Monthly Archives: November 2020

To Tell the Truth

            November is nanowrimo month– National Novel Writing Month. Without a plot, without a plan, I sat down and started a new story, hoping it might bring me to a conclusion by month’s end and the 50,000 words of a new novel that the nanowrimo experience aims to produce. 

            My heroine Veronica, known as Ron, has polished her new app, which she hopes will take the world by storm. She aims it at the media, believing that this app will allow everyone to tell truth from lies. Applied to photos, videos or voice recordings, her app highlights even the most subtle of discrepancies or differential sources, so that no one need be misled ever again. Why does she care? Because her young husband has slipped deep into a conspiracy cult that has cobbled together an alternate reality in which he lives, and he will not, and cannot, allow her to try to lead him out. 

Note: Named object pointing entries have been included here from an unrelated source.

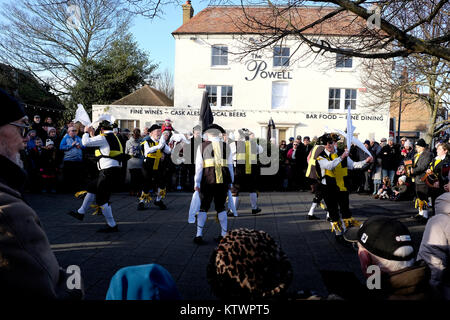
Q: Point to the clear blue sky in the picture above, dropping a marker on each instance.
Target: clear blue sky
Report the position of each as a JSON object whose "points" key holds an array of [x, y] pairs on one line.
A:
{"points": [[155, 36]]}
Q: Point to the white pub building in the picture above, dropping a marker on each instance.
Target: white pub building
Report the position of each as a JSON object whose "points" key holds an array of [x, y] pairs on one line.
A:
{"points": [[302, 95]]}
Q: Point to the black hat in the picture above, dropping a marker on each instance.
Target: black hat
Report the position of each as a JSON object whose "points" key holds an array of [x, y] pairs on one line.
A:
{"points": [[105, 124], [421, 143], [12, 110], [214, 126], [335, 137], [154, 127], [324, 139], [382, 236]]}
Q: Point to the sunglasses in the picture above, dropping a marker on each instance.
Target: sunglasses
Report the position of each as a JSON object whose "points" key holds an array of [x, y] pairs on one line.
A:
{"points": [[22, 126]]}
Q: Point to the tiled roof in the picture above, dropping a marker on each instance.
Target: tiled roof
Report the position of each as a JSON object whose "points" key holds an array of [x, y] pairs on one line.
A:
{"points": [[145, 96], [235, 20]]}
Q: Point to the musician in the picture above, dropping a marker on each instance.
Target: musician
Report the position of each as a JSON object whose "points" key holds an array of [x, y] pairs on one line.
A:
{"points": [[421, 161], [437, 172]]}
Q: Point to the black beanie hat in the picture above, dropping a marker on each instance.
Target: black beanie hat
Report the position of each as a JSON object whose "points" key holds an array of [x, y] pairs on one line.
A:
{"points": [[11, 109]]}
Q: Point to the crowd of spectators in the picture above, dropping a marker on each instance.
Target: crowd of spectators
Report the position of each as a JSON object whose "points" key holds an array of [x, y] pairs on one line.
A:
{"points": [[56, 161]]}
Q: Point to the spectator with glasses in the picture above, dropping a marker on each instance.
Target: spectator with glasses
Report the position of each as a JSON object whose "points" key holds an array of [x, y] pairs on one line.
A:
{"points": [[28, 268], [73, 168]]}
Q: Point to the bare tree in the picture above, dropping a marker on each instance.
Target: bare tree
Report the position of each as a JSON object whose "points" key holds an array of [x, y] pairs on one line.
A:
{"points": [[417, 78], [164, 83], [51, 38], [381, 29]]}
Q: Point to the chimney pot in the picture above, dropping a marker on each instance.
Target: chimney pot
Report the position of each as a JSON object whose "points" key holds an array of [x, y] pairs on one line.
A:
{"points": [[188, 11]]}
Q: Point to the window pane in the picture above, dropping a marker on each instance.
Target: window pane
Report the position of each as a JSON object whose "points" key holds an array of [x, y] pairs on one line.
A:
{"points": [[347, 94], [331, 93], [279, 95]]}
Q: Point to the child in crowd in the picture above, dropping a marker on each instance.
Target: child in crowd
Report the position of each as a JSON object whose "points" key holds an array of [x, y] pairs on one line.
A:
{"points": [[385, 191], [401, 190], [48, 167]]}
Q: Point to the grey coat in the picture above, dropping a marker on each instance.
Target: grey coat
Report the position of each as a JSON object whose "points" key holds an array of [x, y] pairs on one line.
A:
{"points": [[435, 246], [28, 266]]}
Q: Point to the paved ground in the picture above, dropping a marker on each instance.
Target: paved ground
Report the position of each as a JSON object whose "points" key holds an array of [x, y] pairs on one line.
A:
{"points": [[165, 237]]}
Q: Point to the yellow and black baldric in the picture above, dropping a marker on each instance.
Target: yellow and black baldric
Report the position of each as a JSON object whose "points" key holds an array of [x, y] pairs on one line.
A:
{"points": [[215, 164], [115, 148], [154, 156], [246, 154], [338, 175]]}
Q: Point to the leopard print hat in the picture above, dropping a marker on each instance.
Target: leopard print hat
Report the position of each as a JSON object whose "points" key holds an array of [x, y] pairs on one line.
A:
{"points": [[248, 264]]}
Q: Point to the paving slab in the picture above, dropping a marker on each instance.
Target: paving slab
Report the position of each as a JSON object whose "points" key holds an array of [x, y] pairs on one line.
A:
{"points": [[165, 237]]}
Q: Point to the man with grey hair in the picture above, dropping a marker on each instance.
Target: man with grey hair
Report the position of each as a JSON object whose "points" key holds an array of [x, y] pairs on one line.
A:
{"points": [[28, 266], [385, 244]]}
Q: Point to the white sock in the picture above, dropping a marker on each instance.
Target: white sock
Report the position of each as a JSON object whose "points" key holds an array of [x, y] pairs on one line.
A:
{"points": [[236, 202], [87, 201], [311, 211], [253, 200], [222, 216], [201, 219], [107, 213], [338, 233]]}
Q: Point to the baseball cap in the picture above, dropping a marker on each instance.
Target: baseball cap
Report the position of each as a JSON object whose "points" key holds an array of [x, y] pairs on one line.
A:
{"points": [[421, 143], [382, 236]]}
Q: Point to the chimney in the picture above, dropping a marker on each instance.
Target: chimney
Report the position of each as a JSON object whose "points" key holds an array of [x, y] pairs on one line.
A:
{"points": [[188, 11]]}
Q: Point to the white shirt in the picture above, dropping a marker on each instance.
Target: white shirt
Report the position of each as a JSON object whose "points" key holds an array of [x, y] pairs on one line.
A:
{"points": [[101, 142], [162, 145], [233, 150], [199, 164], [325, 164]]}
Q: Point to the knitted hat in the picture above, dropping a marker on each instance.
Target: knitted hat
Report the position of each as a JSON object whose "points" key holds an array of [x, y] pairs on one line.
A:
{"points": [[143, 282], [421, 143], [11, 109], [382, 236], [248, 264], [154, 127]]}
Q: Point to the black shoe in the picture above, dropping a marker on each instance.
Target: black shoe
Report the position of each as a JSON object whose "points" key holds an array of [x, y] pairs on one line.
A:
{"points": [[198, 240], [340, 240], [422, 220], [256, 211], [141, 206], [108, 229], [76, 215], [161, 205]]}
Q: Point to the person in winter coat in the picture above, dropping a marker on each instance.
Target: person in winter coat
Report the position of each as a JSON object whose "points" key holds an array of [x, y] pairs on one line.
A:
{"points": [[390, 159], [434, 248], [29, 270], [134, 164]]}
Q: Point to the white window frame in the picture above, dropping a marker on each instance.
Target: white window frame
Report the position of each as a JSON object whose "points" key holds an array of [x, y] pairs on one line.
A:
{"points": [[281, 57], [342, 99], [219, 95], [286, 105], [220, 55]]}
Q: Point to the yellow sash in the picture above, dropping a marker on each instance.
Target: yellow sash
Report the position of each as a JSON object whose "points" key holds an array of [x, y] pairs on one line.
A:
{"points": [[155, 155], [217, 146]]}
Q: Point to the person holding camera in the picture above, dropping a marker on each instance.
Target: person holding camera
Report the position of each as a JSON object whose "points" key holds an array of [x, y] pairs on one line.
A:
{"points": [[72, 147], [437, 173]]}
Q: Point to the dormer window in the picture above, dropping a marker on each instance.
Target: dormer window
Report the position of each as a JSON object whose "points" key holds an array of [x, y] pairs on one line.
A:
{"points": [[219, 56]]}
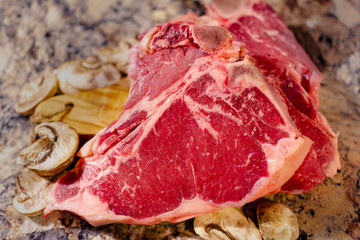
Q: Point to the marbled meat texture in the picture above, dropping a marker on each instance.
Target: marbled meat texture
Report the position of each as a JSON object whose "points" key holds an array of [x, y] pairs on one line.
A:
{"points": [[221, 111]]}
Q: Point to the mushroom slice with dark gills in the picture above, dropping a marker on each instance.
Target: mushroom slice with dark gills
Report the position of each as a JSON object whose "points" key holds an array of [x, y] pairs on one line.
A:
{"points": [[226, 224], [53, 151]]}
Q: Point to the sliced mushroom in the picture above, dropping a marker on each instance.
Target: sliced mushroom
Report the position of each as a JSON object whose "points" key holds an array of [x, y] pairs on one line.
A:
{"points": [[53, 151], [86, 74], [81, 112], [277, 221], [227, 224], [35, 91], [118, 55], [32, 191]]}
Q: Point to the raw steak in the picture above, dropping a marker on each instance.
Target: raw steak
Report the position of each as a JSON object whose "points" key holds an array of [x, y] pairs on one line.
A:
{"points": [[206, 126], [286, 68]]}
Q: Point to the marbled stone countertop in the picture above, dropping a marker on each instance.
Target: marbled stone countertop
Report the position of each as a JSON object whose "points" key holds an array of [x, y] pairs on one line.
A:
{"points": [[37, 35]]}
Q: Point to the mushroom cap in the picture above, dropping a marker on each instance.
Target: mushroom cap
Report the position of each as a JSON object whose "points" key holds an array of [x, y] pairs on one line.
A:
{"points": [[53, 151], [86, 74], [34, 92], [277, 221], [32, 191], [227, 223]]}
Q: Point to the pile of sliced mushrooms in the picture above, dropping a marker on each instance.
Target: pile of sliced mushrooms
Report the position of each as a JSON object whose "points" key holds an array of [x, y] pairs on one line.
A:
{"points": [[273, 221], [79, 98], [61, 105]]}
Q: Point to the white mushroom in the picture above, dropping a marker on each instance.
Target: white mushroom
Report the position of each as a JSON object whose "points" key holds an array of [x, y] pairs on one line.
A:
{"points": [[86, 74], [53, 151], [32, 190], [227, 224], [277, 221], [35, 91]]}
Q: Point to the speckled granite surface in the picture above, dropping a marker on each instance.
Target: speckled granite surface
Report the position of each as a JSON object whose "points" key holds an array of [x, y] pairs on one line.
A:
{"points": [[36, 35]]}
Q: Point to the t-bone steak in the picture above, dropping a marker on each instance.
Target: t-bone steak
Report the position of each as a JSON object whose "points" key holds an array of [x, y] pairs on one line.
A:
{"points": [[221, 111]]}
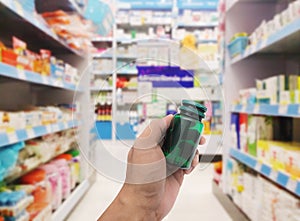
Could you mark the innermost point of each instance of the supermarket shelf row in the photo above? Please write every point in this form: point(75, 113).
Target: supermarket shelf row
point(291, 110)
point(135, 40)
point(197, 25)
point(110, 56)
point(232, 209)
point(17, 174)
point(283, 41)
point(283, 179)
point(14, 12)
point(98, 89)
point(62, 212)
point(32, 77)
point(30, 133)
point(126, 72)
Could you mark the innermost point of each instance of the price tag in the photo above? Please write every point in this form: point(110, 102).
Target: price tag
point(58, 83)
point(244, 107)
point(45, 80)
point(258, 166)
point(49, 129)
point(12, 137)
point(273, 175)
point(55, 127)
point(21, 74)
point(30, 133)
point(292, 184)
point(256, 109)
point(263, 43)
point(283, 109)
point(65, 125)
point(18, 8)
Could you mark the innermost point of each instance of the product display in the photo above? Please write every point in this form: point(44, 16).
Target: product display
point(259, 198)
point(42, 63)
point(80, 80)
point(34, 117)
point(281, 89)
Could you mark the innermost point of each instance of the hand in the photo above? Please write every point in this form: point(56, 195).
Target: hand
point(151, 189)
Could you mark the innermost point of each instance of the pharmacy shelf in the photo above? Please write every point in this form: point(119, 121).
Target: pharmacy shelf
point(32, 77)
point(33, 27)
point(102, 39)
point(285, 40)
point(99, 89)
point(142, 25)
point(17, 174)
point(110, 56)
point(283, 179)
point(291, 110)
point(27, 134)
point(101, 73)
point(232, 4)
point(128, 72)
point(199, 25)
point(231, 208)
point(63, 211)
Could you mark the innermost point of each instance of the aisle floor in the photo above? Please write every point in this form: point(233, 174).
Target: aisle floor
point(195, 201)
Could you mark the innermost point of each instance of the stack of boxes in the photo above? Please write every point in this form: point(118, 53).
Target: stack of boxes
point(43, 63)
point(281, 89)
point(255, 135)
point(258, 198)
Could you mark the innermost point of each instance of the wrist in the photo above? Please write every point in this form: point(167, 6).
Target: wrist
point(138, 208)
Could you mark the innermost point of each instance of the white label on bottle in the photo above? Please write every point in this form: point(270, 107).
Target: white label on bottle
point(244, 107)
point(21, 74)
point(66, 125)
point(252, 49)
point(258, 167)
point(45, 80)
point(30, 133)
point(283, 109)
point(55, 127)
point(48, 129)
point(12, 137)
point(263, 43)
point(273, 175)
point(292, 184)
point(256, 109)
point(18, 8)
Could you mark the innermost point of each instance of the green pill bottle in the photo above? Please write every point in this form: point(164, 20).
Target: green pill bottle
point(183, 135)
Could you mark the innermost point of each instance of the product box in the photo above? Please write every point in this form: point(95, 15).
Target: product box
point(234, 130)
point(259, 127)
point(292, 159)
point(243, 125)
point(283, 128)
point(262, 152)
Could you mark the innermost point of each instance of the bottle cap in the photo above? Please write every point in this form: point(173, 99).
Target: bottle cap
point(192, 112)
point(193, 104)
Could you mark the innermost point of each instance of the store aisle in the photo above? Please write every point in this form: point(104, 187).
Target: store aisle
point(195, 201)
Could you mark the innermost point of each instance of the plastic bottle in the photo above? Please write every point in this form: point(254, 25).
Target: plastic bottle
point(183, 135)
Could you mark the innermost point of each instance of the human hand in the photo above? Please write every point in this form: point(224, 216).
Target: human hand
point(151, 186)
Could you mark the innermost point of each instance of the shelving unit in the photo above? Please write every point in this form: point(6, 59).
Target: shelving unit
point(283, 41)
point(32, 77)
point(281, 178)
point(26, 88)
point(288, 110)
point(277, 54)
point(30, 133)
point(33, 26)
point(70, 203)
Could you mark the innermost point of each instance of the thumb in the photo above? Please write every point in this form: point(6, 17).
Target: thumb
point(153, 133)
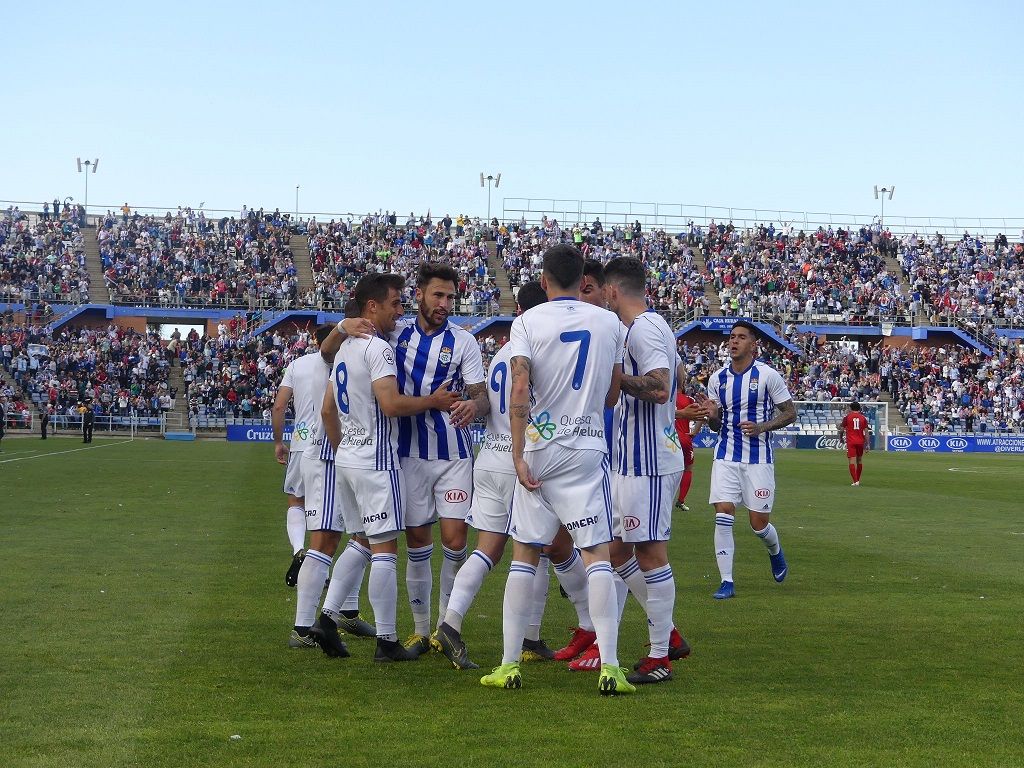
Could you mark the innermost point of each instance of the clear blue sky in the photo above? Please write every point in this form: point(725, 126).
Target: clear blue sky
point(774, 105)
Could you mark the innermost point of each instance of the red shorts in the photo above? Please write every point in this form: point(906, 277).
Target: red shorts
point(687, 445)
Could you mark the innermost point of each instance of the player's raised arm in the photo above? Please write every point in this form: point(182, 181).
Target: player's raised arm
point(281, 401)
point(329, 417)
point(519, 417)
point(394, 403)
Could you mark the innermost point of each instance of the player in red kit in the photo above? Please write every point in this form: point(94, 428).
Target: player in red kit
point(855, 428)
point(686, 409)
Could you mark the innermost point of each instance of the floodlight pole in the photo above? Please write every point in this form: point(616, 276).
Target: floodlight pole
point(491, 180)
point(90, 165)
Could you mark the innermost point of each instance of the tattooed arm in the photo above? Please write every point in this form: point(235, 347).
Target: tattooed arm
point(651, 387)
point(519, 418)
point(786, 416)
point(477, 406)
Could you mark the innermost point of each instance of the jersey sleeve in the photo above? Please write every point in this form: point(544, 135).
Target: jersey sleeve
point(776, 387)
point(647, 348)
point(288, 380)
point(713, 388)
point(472, 361)
point(380, 359)
point(519, 340)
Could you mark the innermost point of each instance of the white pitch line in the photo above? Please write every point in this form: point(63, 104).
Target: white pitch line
point(58, 453)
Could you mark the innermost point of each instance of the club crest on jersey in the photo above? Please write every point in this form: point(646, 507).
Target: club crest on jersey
point(541, 427)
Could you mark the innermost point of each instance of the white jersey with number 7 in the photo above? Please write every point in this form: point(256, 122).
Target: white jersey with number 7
point(572, 347)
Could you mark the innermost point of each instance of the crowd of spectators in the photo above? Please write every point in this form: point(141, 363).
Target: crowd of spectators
point(235, 374)
point(114, 372)
point(675, 284)
point(186, 259)
point(970, 279)
point(341, 251)
point(781, 273)
point(42, 261)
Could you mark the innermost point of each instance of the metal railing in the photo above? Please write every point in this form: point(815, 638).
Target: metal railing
point(675, 217)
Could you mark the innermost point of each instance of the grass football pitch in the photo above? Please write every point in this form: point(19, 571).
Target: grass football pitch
point(145, 624)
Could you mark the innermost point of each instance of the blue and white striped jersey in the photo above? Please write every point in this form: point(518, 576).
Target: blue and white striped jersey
point(748, 395)
point(573, 348)
point(369, 438)
point(448, 358)
point(496, 453)
point(646, 440)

            Ron, idealistically, thinks the best thing to do with her app is to send it out to the world, spreading it to all media that she can think of, and to universities and other institutions. She hasn’t thought about how much it will be hated by all political parties. She hasn’t considered the international elements who will be threatened in their efforts to manipulate the world stage. She never imagined that advertisers would have blood in their eyes as soon as they realize what this app could do to their sales. Truth in advertising? Never! So she panics and goes on the run, assuming that if she just gives this app a day to spread, the simple fact that she gave this away for free will protect her as soon as these outraged and menacing elements realize what she’s done. She’s not putting it out for bid, she’ll not sell to the highest bidder or blackmailer, there’s no putting this genie back in the bottle. She just has to disappear until the pace of the news catches up and makes her safe and uninteresting once more.

            What happens when you send an announcement of a truth-revealing app to the media, with the free app attached? Well, who values something given away for free? What idiot would simply open a free app and try it? No one who’s read about identity theft…. Ron has become too accustomed to the free and easy ways between programmers, and she’s been so deep in perfecting her app that she hasn’t stopped to think.

            But there are some elements out there, including her husband’s cult, that understand the power of her offering and they are frightened. They believe it will be possible to put this genie back in the bottle if they can get hold of the author and however many copies she’s carrying with her in a pocket full of memory sticks. Some are even willing to give her a price for it.

            As she realizes she is actually being pursued, Ron panics, and does her best to slip through the busy streets of her city. When she is captured and interrogated, she begins to see a very different price for her work, and a very different value.

            It takes a thug to remind her of the basic truth, that you cannot make a person change his mind. Force doesn’t work. Even an app, can be seen as force. What happens to Ron, what unexpected friends rise to the challenge of allying with her, what the final price may be for her peace, these questions drive.

            I have never been so seat-of-the-pants in writing an unplanned novel before. I don’t usually have a great fondness for outlines, but this was surely one of the wilder writing efforts I’ve ever tried. Is it any good as a novel? Oh, it likely has holes big enough to drive a semi tractor-trailer truck through, but it’s been such a ride, I won’t worry too much about that until this draft is done! I’m at 47,849 words today.